We can expect a spate of such laws to pass in red states, and without Roe on the books, they can no longer be challenged on constitutional lines. The enemies of abortion access, in other words, won’t be letting up anytime soon — and reproductive rights will continue to be stripped from more and more people.

The Texas law was not built on a new concept. White supremacist, patriarchal rule in this country has always relied on the coalition of government forces, official police, and state-endorsed vigilantism.

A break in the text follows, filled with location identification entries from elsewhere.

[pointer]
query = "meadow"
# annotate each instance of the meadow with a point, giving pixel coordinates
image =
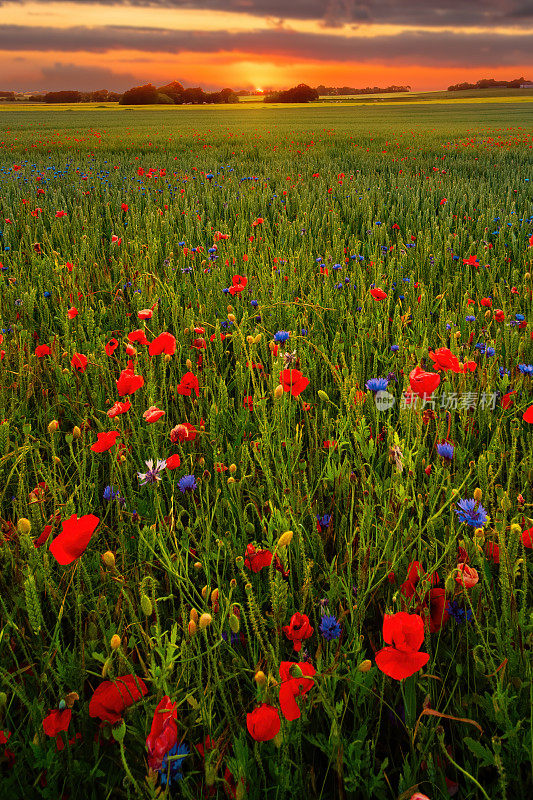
(266, 418)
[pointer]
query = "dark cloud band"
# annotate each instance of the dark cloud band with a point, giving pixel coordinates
(421, 48)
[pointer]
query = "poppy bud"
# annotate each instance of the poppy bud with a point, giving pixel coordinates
(285, 539)
(260, 678)
(204, 621)
(109, 559)
(146, 605)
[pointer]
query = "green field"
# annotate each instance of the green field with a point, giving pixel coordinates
(316, 325)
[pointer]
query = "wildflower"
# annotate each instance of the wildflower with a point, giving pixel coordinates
(405, 632)
(298, 629)
(152, 475)
(74, 537)
(153, 414)
(292, 687)
(329, 627)
(187, 484)
(163, 733)
(263, 723)
(445, 450)
(112, 698)
(472, 513)
(105, 441)
(377, 384)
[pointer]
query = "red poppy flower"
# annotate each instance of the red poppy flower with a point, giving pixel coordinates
(293, 381)
(119, 408)
(239, 284)
(111, 698)
(164, 343)
(106, 440)
(163, 733)
(153, 414)
(138, 337)
(444, 359)
(291, 687)
(128, 382)
(527, 416)
(263, 723)
(423, 383)
(297, 630)
(74, 537)
(173, 461)
(79, 362)
(57, 721)
(111, 346)
(188, 384)
(405, 632)
(185, 432)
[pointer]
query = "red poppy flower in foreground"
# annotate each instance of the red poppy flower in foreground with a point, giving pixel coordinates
(79, 362)
(163, 733)
(57, 721)
(263, 723)
(188, 384)
(164, 343)
(423, 383)
(293, 381)
(239, 284)
(74, 537)
(297, 630)
(405, 632)
(291, 687)
(128, 382)
(105, 441)
(111, 698)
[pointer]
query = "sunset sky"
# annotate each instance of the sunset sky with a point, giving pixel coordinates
(116, 44)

There are many examples. The Jim Crow South, for instance, depended on the threat of lynching and mob violence to enforce white rule. From the fabled Texas Rangers to Klansmen to today’s right-wing militia groups armed with assault weapons, vigilantes have worked in tandem with immigration enforcement agents to hunt down and round up immigrants trying to cross the border. Before Kyle Rittenhouse shot dead two anti-racist protesters, he was thanked by police for his heavily armed presence in Kenosha, Wisconsin. Federal agents were advised by the Department of Homeland Security to publicly support the right-wing teen and claim that he “took his rifle to the scene of the rioting to help defend small business owners.”

As with the intersecting enforcement of racial hierarchy, we are seeing the shoring up of patriarchal power through a most American vigilantism, both outside of and inscribed into law.

We can be certain, too, that anti-abortionists will not wait to see whether all aspects of their bans and criminalization plans stand up in federal court before enacting them. The right makes laws realities through violence, and violent realities through law.

The right makes laws realities through violence, and violent realities through law.

S.B. 8 went into law while Roe was still on the books, despite being in clear violation of its now-dead protections. And a 26-year-old woman was arrested in Texas on murder charges in connection to a “self-induced abortion.” The charges were dropped, since no such murder statute currently exists in the state, but the incident highlighted the ways in which zealous law enforcement already polices and criminalizes abortion. This will only get worse, and poor women of color will suffer the most under the right’s forced-birth regime.

This is not to say that bold legislative efforts in abortion-protective states cannot work in effective opposition to block some of these Christo-fascist fantasies. The end of Roe, as a forthcoming and crucial paper in the Columbia Law Review notes, brings about an entirely new battleground of interstate juridical conflict. States that support access rights will move to pass laws that protect abortion providers who treat out-of-state patients, while anti-abortion states will seek to pass laws to prosecute out-of-state providers.

Legislators in Connecticut, for example, recently passed a bill designed to protect abortion providers who assist patients seeking refuge from abortion-ban states. Those of us in other blue states must push our legislators to do the same. The far right’s plans to criminalize interstate travel and online abortion solidarity must be forced to contend with robust protections for those activities where such protections can be made into law.

As is all too clear, however, when it comes to Congress and the federal government — and most any case that reaches the Supreme Court — the fascists have the upper hand against feckless Democrats. The ever-steeper uphill battle for universal abortion access will thus rely on the wisdom, experience, and cunning of those who have already been fighting on the front lines for reproductive justice, in the legal gray areas, in the streets and by the side of anyone seeking to end an unwanted pregnancy, in the collective struggle for lives worth living.